Vor den Regionalwahlen

Franzosen misstrauen dem Reformkurs

VonChristoph Nesshöver (Handelsblatt)

Bei den Regionalwahlen in zehn Tagen droht Jean-Pierre Raffarin wegen seiner umstrittenen Reformpolitik ein Rückschlag. Denn nach knapp zwei Amtsjahren fällt die wirtschaftspolitische Bilanz des französischen Premierministers mager aus: Die Krise der Staatsfinanzen wird immer größer, die Arbeitslosigkeit steigt weiter, wichtige Reformen stecken fest.

PARIS. Umfragen zufolge wollen deshalb zwei Drittel der Wähler die bürgerliche Regierung bei den Regionalwahlen – dem einzigen Urnengang vor den nächsten Präsidentschafts- und Parlamentswahlen 2007 – „bestrafen“.
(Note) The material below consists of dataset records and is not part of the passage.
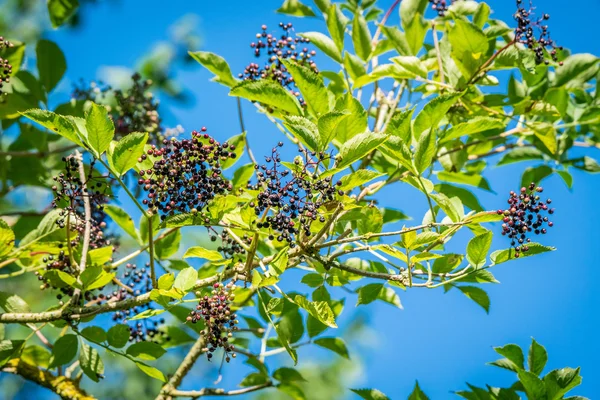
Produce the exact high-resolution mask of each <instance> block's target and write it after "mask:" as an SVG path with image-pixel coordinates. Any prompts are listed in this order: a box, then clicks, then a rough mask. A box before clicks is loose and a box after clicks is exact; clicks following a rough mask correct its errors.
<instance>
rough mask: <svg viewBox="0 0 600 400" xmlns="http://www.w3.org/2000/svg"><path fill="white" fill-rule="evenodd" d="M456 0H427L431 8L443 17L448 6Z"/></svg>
mask: <svg viewBox="0 0 600 400" xmlns="http://www.w3.org/2000/svg"><path fill="white" fill-rule="evenodd" d="M455 1H456V0H429V3H431V9H432V10H434V11H436V12H437V13H438V16H440V17H443V16H445V15H446V12H447V11H448V8H449V7H450V6H451V5H452V4H454V2H455Z"/></svg>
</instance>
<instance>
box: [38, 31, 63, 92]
mask: <svg viewBox="0 0 600 400" xmlns="http://www.w3.org/2000/svg"><path fill="white" fill-rule="evenodd" d="M35 54H36V58H37V68H38V74H39V77H40V82H41V83H42V84H43V85H44V87H45V88H46V91H47V92H51V91H52V89H54V87H55V86H56V85H57V84H58V82H60V80H61V79H62V77H63V75H64V74H65V71H66V70H67V61H66V59H65V55H64V54H63V52H62V51H61V50H60V48H59V47H58V46H57V45H56V43H54V42H51V41H49V40H45V39H40V40H38V42H37V45H36V47H35Z"/></svg>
Aktuelle Zahlen des Statistikamtes Insee zeigen, dass Raffarin und Präsident Jacques Chirac ihre Zusagen nicht eingehalten haben. Chirac hatte 2002 versprochen, die Staats- und die Abgabenquote bis 2007 auf EU-Durchschnitt zu senken – vor allem durch eine stufenweise Senkung der Einkommensteuer um ein Drittel oder 30 Mrd. Euro. Auch wenn die Steuersenkung erst zu einem Drittel geschafft ist: Die Staatsquote ist seit 2001 um über zwei Prozentpunkte auf 54,7 % des Bruttoinlandsproduktes (BIP) gestiegen und damit weit entfernt von den 48,8 % im EU-Mittel. Und auch die Abgabenquote stieg 2003 nach vier Jahren erstmals wieder an, weil die Senkung der Einkommensteuer durch andere Maßnahmen konterkariert wurde. „Die privaten Haushalte wurden zwar 2003 um 1,1 Mrd. Euro entlastet. Höhere Tabaksteuern und Beiträge zur Arbeitslosenversicherung sowie höhere lokale Steuern haben sie aber mit 2,6 Mrd. Euro zusätzlich belastet“, rechnet der Ökonom Henri Sterdyniak vom Forschungsinstitut OFCE in Paris vor. Der Anschubeffekt, den die Steuersenkung dem privaten Verbrauch bringen sollte, verpuffte. 2003 stagnierte Frankreichs Wirtschaft, nachdem sie zuvor – angetrieben von der starken Binnennachfrage – sechs Jahre lang über EU-Durchschnitt gewachsen war.

Für die Opposition sind diese Zahlen kurz vor der Wahl ein gefundenes Fressen: „Das zeigt, dass die Steuersenkung für die große Masse der Franzosen nur eine Fiktion ist“, klagt der Finanzpolitiker Didier Migaud von der Sozialistischen Partei (PS). Diese hofft, bei den Wahlen zur Nutznießerin des Wählerfrusts gegen die Regierung zu werden.